When we spoke about Mr. RIGANTI, our new SaaS that adds AI code reviews & agentic coding capabilities to Azure DevOps, we are frequently asked: "Wouldn't it be easier to just migrate to GitHub?" All the new AI features are coming there, while Azure DevOps looks somewhat stuck in the past.
Well, no - at least in our scenario. At RIGANTI, we have used Azure DevOps since the days it was called Visual Studio Team Services. We have more than 50 active projects, and when we explored what it would take to move them from Azure DevOps to GitHub, we found numerous challenges. Unfortunately, many of them were not obvious at first glance, and we are quite sure that if you run on Azure DevOps, you may run into a good bunch of them yourself.
Many companies face the same decision: migrate the projects to GitHub, or stay in Azure DevOps and find another way to leverage AI capabilities there. If you prefer to stay, check out Mr. RIGANTI - our integration of AI coding agents into Azure DevOps organization that lets you assign pull requests and work items to be reviewed or implemented by AI agents of your choice.
If you decide to move to GitHub, this article lists some of the challenges you may run into.
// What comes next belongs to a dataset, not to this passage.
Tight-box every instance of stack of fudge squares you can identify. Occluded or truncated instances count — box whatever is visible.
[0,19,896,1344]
Use Azure DevOps and GitHub side by side, or move completely?
The first thing to consider is whether you want to migrate only the Git repository, keeping work items, build pipelines, artifacts, and other assets in Azure DevOps. This option looks quite simple: you can just push all branches of the repository to GitHub, configure branch policies (such as which branch will be the default one), and start using Copilot and other useful GitHub features, such as Codespaces.
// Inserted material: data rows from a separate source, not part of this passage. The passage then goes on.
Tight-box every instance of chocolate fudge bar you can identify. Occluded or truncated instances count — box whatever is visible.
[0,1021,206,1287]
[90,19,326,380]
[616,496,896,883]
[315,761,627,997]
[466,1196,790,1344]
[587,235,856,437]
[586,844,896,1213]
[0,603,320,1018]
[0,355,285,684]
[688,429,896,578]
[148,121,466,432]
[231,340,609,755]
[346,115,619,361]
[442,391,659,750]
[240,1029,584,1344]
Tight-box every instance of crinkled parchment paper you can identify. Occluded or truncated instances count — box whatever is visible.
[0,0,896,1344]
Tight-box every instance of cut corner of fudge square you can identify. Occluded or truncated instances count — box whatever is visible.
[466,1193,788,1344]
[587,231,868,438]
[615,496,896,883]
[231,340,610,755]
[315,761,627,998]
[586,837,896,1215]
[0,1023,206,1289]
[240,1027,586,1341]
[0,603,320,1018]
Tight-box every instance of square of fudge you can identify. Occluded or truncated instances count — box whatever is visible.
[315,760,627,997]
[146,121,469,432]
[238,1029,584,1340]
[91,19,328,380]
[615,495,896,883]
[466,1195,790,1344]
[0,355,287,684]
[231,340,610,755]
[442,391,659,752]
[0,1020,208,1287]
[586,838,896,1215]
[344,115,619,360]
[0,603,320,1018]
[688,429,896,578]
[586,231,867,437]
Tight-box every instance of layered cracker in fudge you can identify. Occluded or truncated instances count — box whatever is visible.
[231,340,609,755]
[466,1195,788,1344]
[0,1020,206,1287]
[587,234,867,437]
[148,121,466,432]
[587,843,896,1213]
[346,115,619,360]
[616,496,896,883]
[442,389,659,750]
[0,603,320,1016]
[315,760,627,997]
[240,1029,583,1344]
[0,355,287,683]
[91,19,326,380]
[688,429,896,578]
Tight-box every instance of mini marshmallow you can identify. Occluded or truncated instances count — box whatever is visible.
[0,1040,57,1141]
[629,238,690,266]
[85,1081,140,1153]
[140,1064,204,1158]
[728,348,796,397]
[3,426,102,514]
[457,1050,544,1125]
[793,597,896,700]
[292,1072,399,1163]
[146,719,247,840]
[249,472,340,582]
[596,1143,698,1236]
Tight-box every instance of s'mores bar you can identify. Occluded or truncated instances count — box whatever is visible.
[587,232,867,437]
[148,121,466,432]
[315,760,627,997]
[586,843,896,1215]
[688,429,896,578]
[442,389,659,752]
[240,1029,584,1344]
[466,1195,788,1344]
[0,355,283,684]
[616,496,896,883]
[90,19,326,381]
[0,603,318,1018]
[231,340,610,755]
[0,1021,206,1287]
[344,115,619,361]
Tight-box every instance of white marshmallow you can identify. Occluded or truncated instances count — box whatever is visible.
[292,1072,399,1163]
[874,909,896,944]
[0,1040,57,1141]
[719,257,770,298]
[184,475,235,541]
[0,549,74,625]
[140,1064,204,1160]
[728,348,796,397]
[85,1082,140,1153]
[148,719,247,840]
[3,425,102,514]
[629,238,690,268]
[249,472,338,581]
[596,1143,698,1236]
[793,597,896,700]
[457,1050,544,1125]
User accounts, permissions, customer access
In our company, most people don't have access to all projects - they are assigned only to some teams. In most of our projects, we didn't use all the complicated layers of the Azure DevOps permission model - we assigned several people to be Project administrators, and the rest were normal team members.
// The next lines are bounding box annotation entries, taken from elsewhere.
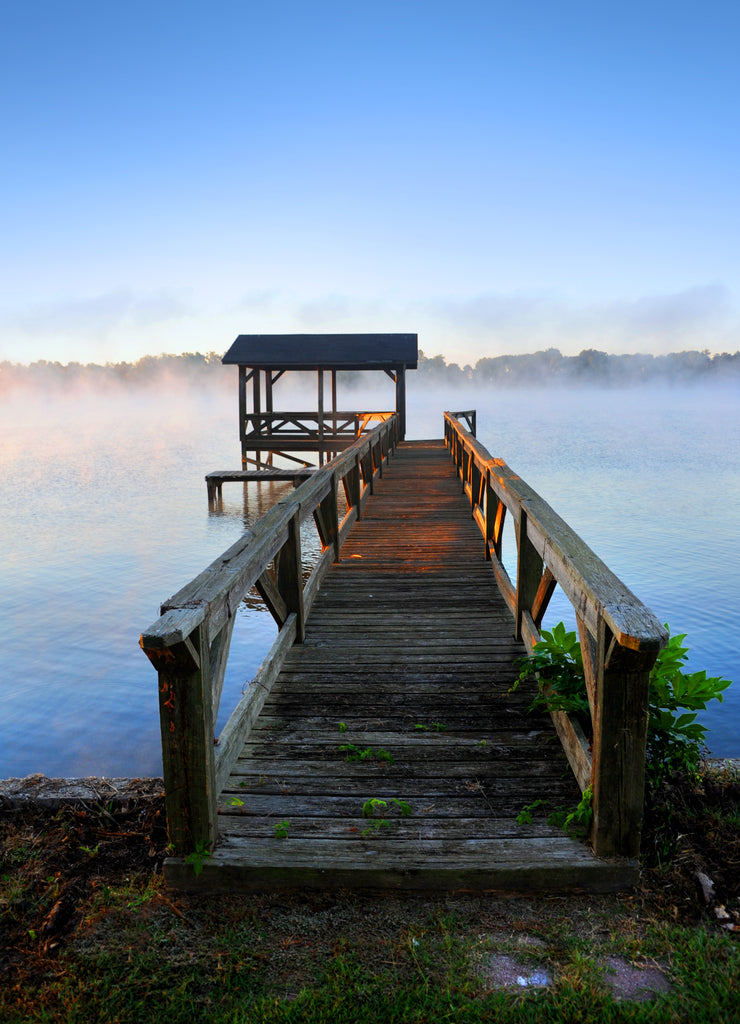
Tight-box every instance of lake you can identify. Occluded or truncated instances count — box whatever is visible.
[0,374,740,777]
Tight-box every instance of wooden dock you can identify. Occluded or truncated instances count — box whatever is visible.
[141,421,661,891]
[168,441,632,889]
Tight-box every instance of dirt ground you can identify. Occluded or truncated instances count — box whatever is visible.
[0,766,740,973]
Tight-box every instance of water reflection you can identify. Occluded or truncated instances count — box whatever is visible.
[0,383,740,776]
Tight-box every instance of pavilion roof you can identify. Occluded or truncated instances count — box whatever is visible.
[221,334,419,370]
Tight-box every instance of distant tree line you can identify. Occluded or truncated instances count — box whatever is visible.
[0,348,740,394]
[419,348,740,387]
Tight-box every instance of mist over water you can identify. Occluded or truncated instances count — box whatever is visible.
[0,374,740,777]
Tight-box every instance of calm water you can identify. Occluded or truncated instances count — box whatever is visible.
[0,384,740,777]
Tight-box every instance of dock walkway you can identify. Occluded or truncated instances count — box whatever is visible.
[166,440,637,890]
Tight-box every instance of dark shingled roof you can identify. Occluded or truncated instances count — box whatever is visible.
[221,334,419,370]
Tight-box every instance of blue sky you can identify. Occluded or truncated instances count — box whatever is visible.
[0,0,740,364]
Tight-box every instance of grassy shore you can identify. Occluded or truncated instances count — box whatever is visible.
[0,768,740,1024]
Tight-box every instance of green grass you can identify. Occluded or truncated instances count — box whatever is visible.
[0,877,740,1024]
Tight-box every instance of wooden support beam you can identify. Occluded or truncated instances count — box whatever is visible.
[516,507,542,640]
[592,643,656,857]
[143,622,217,856]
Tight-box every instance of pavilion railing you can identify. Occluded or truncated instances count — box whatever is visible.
[139,414,399,856]
[444,412,667,857]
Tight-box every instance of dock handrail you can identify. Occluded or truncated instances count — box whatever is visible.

There were some exceptions, though. Since we are a consulting company, some of our customers also needed to access the project. Sometimes they needed full Git permissions; in other cases, they mostly accessed work items, sometimes only with Stakeholder access (which is available free of charge).
If you keep both GitHub and Azure DevOps, you need to manage permissions in two different places, which can easily get out of sync. If you use GitHub Enterprise, you can at least configure Azure Entra ID authentication, potentially using the same user identities in both places. Without that, it will be quite confusing - the same user will likely use a different identity on GitHub and another on Azure DevOps.
Pull requests
Because the Git repo will move to GitHub, you will need to stop using pull requests in Azure DevOps and use them on GitHub instead. This is also necessary because of Copilot, which will start a new branch and PR when you ask to work on an issue.
There are some advantages to that. I believe it is not just my opinion; the UI for viewing files changed in a PR, and GitHub's code review tools are way better. However, all old pull requests will remain in Azure DevOps (including comments), so when you need to look at history, you will have to switch tools.
Once we had a customer who needed to access the pull requests to see the actual state of work, as the work items were updated with some delay. In this case, they would likely need a GitHub account. They were not developers, and it would be a bit weird to ask them to create a GitHub account.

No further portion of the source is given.